Chutatip (Nok) Suntaranon, owner and chef of Kalaya, a Southern Thai restaurant in Philadelphia, opened his restaurant in 2019 to honor his mother. Suntaranon is a James Beard nominated chef and has been awarded for the integrity of his Southern Thai cuisine.

Suntaranon says that in Trang, the province in southern Thailand where she is from, every household has its own seafood sauce and Thai sauces known as Nam Jim can add amazing flavor to a flat. She recommends using relishes like Nam Prik Kapi as a dip for raw or cooked vegetables, and considering vegetables that accompany a Thai dish as a Thai crudité. “Vegetables are to be enjoyed and help to refresh a spicy salad.

Chilies are the key ingredient in many popular condiments, and vendors say they can bring a bland dish to life.

“Once you start using chili peppers in your life, there’s no going back. And while it’s not the case for everyone, it can be a gradual path that will lead you to stronger peppers,” says Julien Fréchette, founder of La Pimenterie, a hot sauce brand based in Montreal.

La Pimenterie flavors include Bourbon Barrel Aged Hot Sauce, Cranberry Hot Sauce, and Hot Sauce that features a combination of citrus, mango, and ant. Fréchette says the ants have a citrus flavor that complements salads, fish and chicken.

I approached the creation of hot sauces as if it were a creative and artistic work with an aromatic universe of its own

“I approached the creation of hot sauces as if it were a creative and artistic work with an aromatic universe of its own,” explains Fréchette, who changed careers from documentary film producer to making hot sauce. full time.

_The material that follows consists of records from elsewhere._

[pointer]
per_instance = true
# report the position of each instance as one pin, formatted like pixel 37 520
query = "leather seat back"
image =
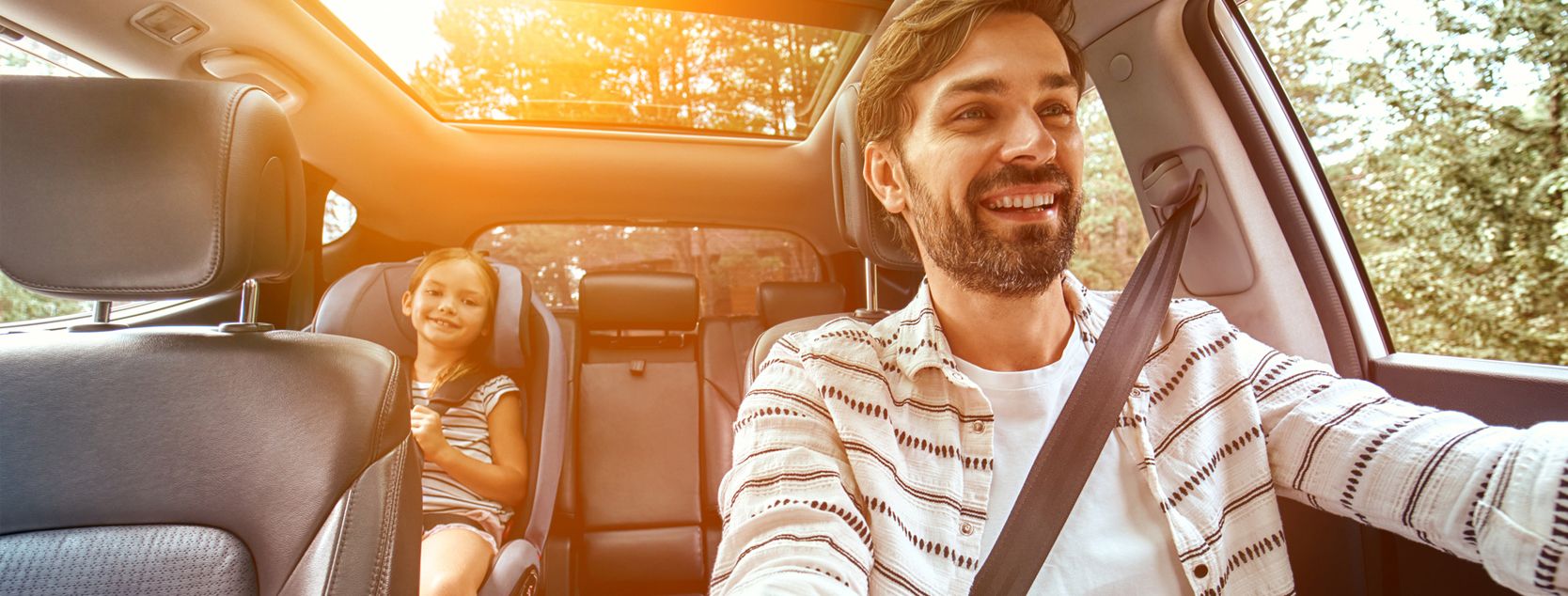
pixel 638 434
pixel 727 347
pixel 236 459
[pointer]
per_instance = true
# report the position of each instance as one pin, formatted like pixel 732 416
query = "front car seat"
pixel 183 460
pixel 525 344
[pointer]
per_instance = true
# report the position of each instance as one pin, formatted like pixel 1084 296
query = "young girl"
pixel 476 459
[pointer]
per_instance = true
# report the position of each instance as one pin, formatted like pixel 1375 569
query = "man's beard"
pixel 977 258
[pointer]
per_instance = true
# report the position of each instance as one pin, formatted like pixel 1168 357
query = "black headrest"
pixel 637 300
pixel 368 305
pixel 861 217
pixel 788 300
pixel 118 189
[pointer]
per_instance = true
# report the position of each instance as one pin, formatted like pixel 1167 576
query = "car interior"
pixel 236 392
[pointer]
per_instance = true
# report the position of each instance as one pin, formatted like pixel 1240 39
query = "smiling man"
pixel 887 457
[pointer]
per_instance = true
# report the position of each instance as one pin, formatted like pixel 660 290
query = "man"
pixel 886 459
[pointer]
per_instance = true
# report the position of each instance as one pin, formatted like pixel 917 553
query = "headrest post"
pixel 870 286
pixel 248 295
pixel 101 311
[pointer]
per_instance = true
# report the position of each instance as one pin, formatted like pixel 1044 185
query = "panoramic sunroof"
pixel 582 63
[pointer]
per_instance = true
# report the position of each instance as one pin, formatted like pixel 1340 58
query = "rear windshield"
pixel 728 262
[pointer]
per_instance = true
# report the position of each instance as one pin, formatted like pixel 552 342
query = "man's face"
pixel 990 170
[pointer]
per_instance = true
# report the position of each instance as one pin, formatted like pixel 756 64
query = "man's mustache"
pixel 1016 175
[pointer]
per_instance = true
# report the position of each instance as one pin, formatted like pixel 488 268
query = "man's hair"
pixel 922 41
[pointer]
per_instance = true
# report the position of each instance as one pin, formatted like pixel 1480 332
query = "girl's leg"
pixel 453 562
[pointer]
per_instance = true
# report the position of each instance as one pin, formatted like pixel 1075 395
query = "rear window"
pixel 728 262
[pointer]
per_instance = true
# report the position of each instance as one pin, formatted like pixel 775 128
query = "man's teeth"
pixel 1025 201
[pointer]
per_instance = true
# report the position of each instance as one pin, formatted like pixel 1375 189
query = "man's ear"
pixel 885 176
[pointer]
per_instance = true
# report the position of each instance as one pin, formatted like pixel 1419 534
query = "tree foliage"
pixel 566 61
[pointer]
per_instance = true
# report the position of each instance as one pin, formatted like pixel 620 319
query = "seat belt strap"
pixel 453 392
pixel 1090 413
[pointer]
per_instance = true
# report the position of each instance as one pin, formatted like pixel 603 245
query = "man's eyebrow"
pixel 992 85
pixel 1058 80
pixel 987 85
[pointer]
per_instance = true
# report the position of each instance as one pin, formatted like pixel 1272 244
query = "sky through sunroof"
pixel 603 65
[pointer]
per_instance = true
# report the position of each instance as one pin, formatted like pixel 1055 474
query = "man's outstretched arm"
pixel 789 520
pixel 1490 494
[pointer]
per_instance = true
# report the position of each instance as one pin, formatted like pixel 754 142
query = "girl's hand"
pixel 425 427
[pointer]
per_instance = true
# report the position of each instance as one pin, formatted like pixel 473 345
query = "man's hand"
pixel 425 425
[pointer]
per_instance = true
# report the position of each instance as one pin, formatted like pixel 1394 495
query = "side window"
pixel 1443 131
pixel 340 215
pixel 27 56
pixel 728 262
pixel 1110 232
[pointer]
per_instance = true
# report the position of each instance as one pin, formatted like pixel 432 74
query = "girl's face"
pixel 448 306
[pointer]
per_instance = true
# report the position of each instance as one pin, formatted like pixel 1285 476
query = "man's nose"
pixel 1027 140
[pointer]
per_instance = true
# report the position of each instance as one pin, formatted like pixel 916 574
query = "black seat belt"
pixel 455 391
pixel 1090 413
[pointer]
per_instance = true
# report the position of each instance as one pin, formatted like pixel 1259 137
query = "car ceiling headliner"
pixel 419 180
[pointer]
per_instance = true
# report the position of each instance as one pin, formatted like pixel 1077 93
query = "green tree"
pixel 19 305
pixel 1110 234
pixel 549 61
pixel 1448 151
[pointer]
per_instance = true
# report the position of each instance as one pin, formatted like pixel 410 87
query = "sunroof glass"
pixel 575 63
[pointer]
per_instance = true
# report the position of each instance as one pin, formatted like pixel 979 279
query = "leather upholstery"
pixel 638 438
pixel 368 303
pixel 256 433
pixel 295 444
pixel 786 300
pixel 146 189
pixel 136 558
pixel 638 300
pixel 861 217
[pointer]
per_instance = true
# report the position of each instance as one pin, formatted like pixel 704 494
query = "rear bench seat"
pixel 638 424
pixel 656 400
pixel 727 345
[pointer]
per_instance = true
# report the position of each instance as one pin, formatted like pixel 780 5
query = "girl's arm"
pixel 507 478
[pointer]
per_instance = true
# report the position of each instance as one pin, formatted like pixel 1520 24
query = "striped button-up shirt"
pixel 863 462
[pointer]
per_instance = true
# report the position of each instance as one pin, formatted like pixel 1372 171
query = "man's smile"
pixel 1023 204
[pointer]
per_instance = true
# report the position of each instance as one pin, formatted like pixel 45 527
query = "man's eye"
pixel 1054 110
pixel 971 113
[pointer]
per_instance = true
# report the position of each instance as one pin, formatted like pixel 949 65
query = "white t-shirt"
pixel 1114 543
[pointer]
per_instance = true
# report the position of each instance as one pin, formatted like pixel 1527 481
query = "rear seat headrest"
pixel 779 302
pixel 368 305
pixel 119 189
pixel 861 220
pixel 638 300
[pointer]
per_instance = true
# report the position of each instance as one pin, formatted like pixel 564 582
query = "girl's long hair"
pixel 477 354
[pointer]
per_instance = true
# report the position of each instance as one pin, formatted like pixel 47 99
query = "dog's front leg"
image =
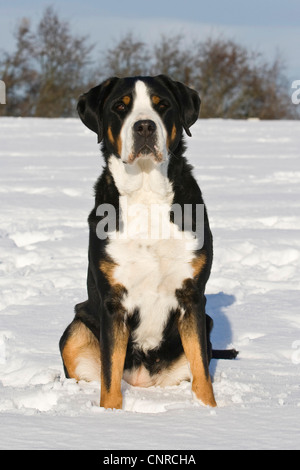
pixel 113 345
pixel 192 330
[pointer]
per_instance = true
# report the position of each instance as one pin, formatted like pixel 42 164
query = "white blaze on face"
pixel 142 110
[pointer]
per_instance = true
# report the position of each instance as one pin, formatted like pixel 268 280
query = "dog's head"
pixel 139 116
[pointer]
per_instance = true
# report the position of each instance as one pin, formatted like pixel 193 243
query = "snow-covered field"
pixel 249 173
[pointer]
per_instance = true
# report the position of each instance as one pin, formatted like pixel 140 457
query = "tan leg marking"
pixel 111 397
pixel 81 346
pixel 201 383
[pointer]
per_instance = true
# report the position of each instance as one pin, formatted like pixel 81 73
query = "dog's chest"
pixel 153 258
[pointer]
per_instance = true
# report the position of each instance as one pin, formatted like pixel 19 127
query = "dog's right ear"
pixel 90 106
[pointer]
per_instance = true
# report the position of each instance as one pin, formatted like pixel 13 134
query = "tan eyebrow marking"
pixel 155 99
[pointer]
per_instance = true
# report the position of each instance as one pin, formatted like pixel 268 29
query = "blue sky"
pixel 267 26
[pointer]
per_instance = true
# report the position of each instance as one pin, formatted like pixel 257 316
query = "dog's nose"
pixel 145 128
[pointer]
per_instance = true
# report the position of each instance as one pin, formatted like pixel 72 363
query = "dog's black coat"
pixel 103 306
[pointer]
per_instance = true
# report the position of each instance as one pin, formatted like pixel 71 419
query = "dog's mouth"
pixel 146 151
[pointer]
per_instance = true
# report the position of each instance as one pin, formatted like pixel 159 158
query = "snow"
pixel 249 173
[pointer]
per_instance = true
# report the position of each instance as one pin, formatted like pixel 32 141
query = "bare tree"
pixel 129 57
pixel 47 72
pixel 171 58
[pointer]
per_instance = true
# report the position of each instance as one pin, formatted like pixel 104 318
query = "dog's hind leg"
pixel 80 352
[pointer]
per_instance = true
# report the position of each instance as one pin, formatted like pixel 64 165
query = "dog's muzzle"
pixel 145 140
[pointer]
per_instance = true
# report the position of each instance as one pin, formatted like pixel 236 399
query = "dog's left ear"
pixel 187 100
pixel 90 106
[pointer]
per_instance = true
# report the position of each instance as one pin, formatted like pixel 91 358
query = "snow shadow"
pixel 221 335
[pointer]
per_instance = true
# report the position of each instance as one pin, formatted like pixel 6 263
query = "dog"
pixel 144 320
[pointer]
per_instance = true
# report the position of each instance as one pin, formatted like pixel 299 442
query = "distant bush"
pixel 51 67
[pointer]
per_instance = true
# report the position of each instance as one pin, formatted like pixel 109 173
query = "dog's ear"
pixel 187 100
pixel 90 106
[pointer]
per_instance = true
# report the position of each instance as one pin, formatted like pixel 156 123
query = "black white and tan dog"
pixel 144 320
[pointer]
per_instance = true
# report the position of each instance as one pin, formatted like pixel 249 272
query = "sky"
pixel 266 26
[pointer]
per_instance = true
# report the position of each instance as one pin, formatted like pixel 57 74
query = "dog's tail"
pixel 224 353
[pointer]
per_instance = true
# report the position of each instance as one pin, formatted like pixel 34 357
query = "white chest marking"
pixel 150 269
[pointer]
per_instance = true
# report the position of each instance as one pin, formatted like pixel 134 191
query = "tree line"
pixel 50 67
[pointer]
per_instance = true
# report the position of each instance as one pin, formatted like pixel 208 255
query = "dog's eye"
pixel 120 106
pixel 163 105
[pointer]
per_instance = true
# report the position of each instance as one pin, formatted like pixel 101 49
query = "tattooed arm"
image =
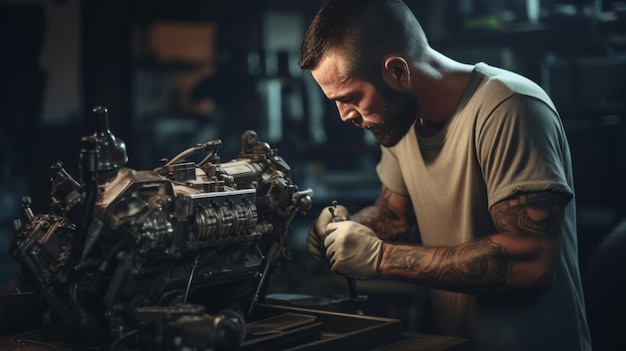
pixel 391 217
pixel 523 254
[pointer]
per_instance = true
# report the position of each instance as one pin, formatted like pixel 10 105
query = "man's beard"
pixel 400 110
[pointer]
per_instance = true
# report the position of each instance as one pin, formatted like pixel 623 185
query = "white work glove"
pixel 353 249
pixel 317 232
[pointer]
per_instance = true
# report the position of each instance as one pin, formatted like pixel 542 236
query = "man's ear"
pixel 396 72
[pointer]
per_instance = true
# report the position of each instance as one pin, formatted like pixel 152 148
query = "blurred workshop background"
pixel 176 73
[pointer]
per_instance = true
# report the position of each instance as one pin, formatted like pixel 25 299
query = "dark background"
pixel 175 73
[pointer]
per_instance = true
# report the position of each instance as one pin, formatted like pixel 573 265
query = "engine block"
pixel 118 241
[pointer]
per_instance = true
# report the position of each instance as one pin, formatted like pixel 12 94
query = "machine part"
pixel 118 241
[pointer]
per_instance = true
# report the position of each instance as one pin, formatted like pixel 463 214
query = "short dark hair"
pixel 362 32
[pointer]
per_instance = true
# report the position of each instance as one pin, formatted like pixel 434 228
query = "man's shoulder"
pixel 499 84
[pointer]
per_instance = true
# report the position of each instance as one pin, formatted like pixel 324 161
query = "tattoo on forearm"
pixel 387 224
pixel 485 262
pixel 478 264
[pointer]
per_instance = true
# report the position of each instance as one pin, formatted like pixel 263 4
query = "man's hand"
pixel 317 232
pixel 353 249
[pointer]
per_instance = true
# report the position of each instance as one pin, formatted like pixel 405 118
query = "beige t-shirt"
pixel 504 137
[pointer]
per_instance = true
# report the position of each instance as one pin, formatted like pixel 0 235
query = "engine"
pixel 120 246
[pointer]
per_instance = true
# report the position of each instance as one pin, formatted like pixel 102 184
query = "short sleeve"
pixel 522 147
pixel 389 172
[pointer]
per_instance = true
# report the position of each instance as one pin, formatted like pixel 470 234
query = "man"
pixel 478 156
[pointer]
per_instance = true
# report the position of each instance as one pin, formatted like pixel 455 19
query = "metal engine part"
pixel 119 240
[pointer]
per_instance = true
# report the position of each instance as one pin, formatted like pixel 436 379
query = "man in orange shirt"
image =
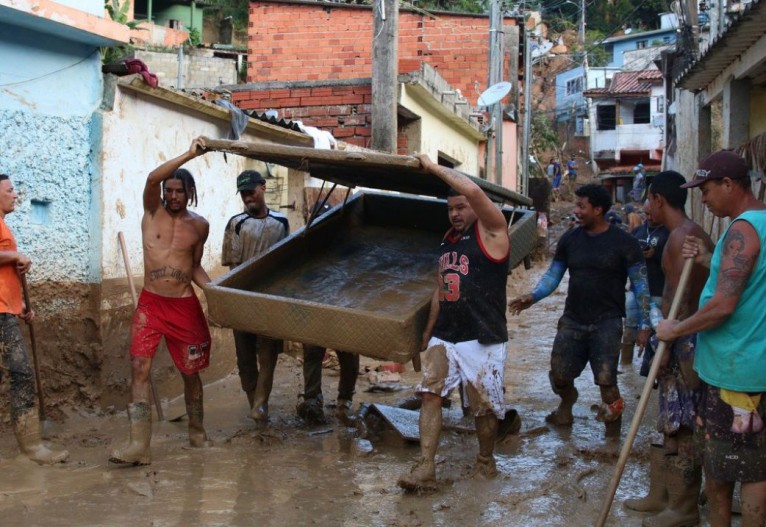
pixel 24 413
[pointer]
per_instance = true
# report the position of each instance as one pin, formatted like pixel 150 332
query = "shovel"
pixel 644 400
pixel 155 393
pixel 32 339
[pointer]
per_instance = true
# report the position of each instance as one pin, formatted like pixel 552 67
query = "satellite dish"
pixel 494 93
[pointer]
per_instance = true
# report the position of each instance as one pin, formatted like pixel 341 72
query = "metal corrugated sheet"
pixel 743 31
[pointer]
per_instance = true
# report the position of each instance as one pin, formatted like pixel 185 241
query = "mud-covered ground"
pixel 290 474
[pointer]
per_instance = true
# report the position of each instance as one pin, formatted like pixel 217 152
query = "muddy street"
pixel 290 474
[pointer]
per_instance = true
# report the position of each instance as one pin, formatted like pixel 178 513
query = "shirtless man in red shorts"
pixel 173 240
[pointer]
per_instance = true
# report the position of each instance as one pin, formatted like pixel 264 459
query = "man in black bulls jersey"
pixel 466 335
pixel 600 257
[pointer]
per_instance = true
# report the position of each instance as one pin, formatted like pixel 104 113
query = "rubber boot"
pixel 267 361
pixel 627 345
pixel 343 411
pixel 27 429
pixel 422 476
pixel 137 451
pixel 197 434
pixel 683 479
pixel 657 498
pixel 562 416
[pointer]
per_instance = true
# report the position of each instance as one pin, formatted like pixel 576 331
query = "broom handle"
pixel 28 304
pixel 132 285
pixel 644 400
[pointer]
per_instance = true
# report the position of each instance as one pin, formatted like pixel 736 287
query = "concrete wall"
pixel 47 138
pixel 200 68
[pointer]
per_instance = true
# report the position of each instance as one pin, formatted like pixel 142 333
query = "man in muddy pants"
pixel 731 341
pixel 247 235
pixel 600 258
pixel 466 335
pixel 25 415
pixel 311 409
pixel 173 241
pixel 675 474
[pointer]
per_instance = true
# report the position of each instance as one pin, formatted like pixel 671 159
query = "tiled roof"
pixel 628 83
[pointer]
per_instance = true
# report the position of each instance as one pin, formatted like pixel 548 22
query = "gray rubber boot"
pixel 27 429
pixel 137 451
pixel 627 345
pixel 683 480
pixel 657 498
pixel 562 416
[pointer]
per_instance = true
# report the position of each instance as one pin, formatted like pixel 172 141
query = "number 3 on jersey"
pixel 450 289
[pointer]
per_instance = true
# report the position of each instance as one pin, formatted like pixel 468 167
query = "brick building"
pixel 312 61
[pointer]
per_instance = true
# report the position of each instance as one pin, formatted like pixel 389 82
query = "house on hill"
pixel 329 54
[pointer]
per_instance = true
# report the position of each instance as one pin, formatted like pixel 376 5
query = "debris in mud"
pixel 141 488
pixel 387 387
pixel 248 437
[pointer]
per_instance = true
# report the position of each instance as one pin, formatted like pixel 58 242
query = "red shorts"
pixel 182 323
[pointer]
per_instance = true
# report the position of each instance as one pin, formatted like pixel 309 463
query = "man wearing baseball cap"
pixel 247 235
pixel 731 341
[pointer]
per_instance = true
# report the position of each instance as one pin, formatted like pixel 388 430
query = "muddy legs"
pixel 422 476
pixel 627 345
pixel 26 426
pixel 195 411
pixel 136 452
pixel 268 352
pixel 562 415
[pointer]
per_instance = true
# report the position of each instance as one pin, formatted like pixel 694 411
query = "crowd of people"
pixel 710 385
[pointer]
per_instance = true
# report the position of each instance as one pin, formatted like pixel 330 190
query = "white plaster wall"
pixel 437 135
pixel 138 135
pixel 46 74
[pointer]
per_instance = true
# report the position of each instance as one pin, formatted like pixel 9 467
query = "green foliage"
pixel 118 12
pixel 194 37
pixel 238 10
pixel 544 137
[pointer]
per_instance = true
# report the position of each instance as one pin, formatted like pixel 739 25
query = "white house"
pixel 626 121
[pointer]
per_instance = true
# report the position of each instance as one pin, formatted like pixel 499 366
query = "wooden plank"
pixel 360 169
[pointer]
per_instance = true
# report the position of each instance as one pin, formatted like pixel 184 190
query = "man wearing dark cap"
pixel 247 235
pixel 731 341
pixel 675 473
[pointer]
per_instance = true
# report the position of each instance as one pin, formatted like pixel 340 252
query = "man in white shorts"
pixel 466 334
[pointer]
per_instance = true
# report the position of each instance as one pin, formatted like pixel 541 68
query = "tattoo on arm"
pixel 171 272
pixel 737 264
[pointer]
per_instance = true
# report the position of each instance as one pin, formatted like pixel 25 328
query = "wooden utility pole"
pixel 495 76
pixel 385 74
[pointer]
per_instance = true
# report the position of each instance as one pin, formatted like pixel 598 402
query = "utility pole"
pixel 385 74
pixel 495 137
pixel 524 187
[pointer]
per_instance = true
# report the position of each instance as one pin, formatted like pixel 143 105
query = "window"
pixel 606 117
pixel 641 113
pixel 574 86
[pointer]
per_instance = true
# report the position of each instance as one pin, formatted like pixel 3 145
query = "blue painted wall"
pixel 566 103
pixel 49 91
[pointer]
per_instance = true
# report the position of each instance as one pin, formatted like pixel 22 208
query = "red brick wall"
pixel 314 42
pixel 344 111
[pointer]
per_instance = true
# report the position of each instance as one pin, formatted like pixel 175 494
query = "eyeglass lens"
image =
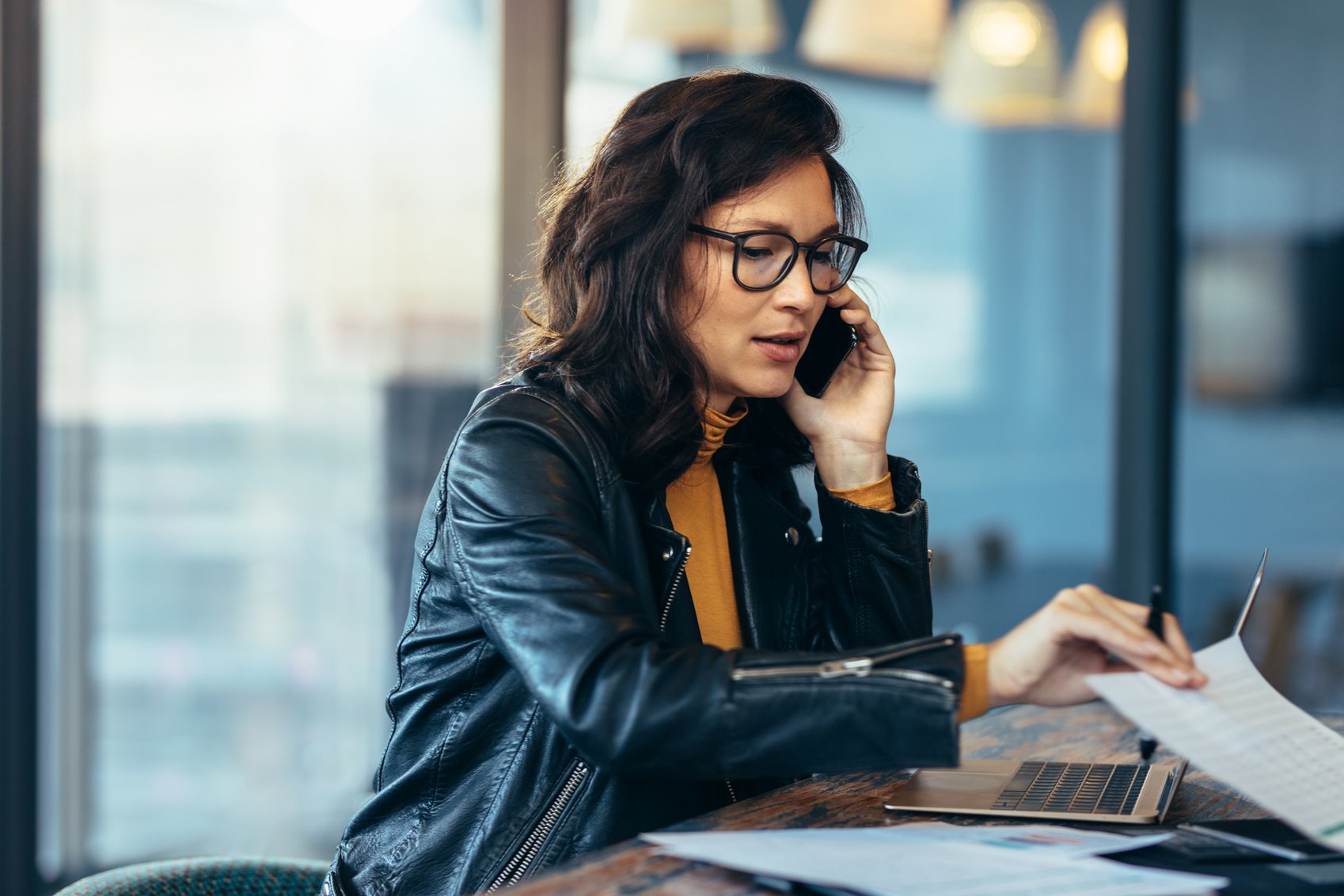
pixel 764 258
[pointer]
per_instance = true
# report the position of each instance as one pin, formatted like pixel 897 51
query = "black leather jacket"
pixel 552 695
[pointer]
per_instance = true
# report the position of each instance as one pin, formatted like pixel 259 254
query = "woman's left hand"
pixel 849 425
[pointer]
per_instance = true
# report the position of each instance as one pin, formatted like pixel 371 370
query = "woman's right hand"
pixel 1082 632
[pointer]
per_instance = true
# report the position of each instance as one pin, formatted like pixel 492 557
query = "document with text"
pixel 1241 730
pixel 940 860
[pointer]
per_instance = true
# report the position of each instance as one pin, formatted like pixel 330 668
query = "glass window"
pixel 267 292
pixel 1261 429
pixel 992 261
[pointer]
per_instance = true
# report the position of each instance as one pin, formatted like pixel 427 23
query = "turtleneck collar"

For Chitra Agrawal, founder of Brooklyn Delhi, working with food has helped her connect with her family, take pride in her culture and express her identity as an Indo-American.

Agrawal has created a line of Indian staples that include achhars, chutneys and simmered sauces that are stocked by major grocery stores in the United States and Canada.

“Food unlocks stories. I spent a lot of time with my parents and family learning family recipes and each time there was a little family story woven together,” says Agrawal. “For those in the second generation , there is a cultural gap that separates us from our parents and I have found that food is a way to bridge that gap.”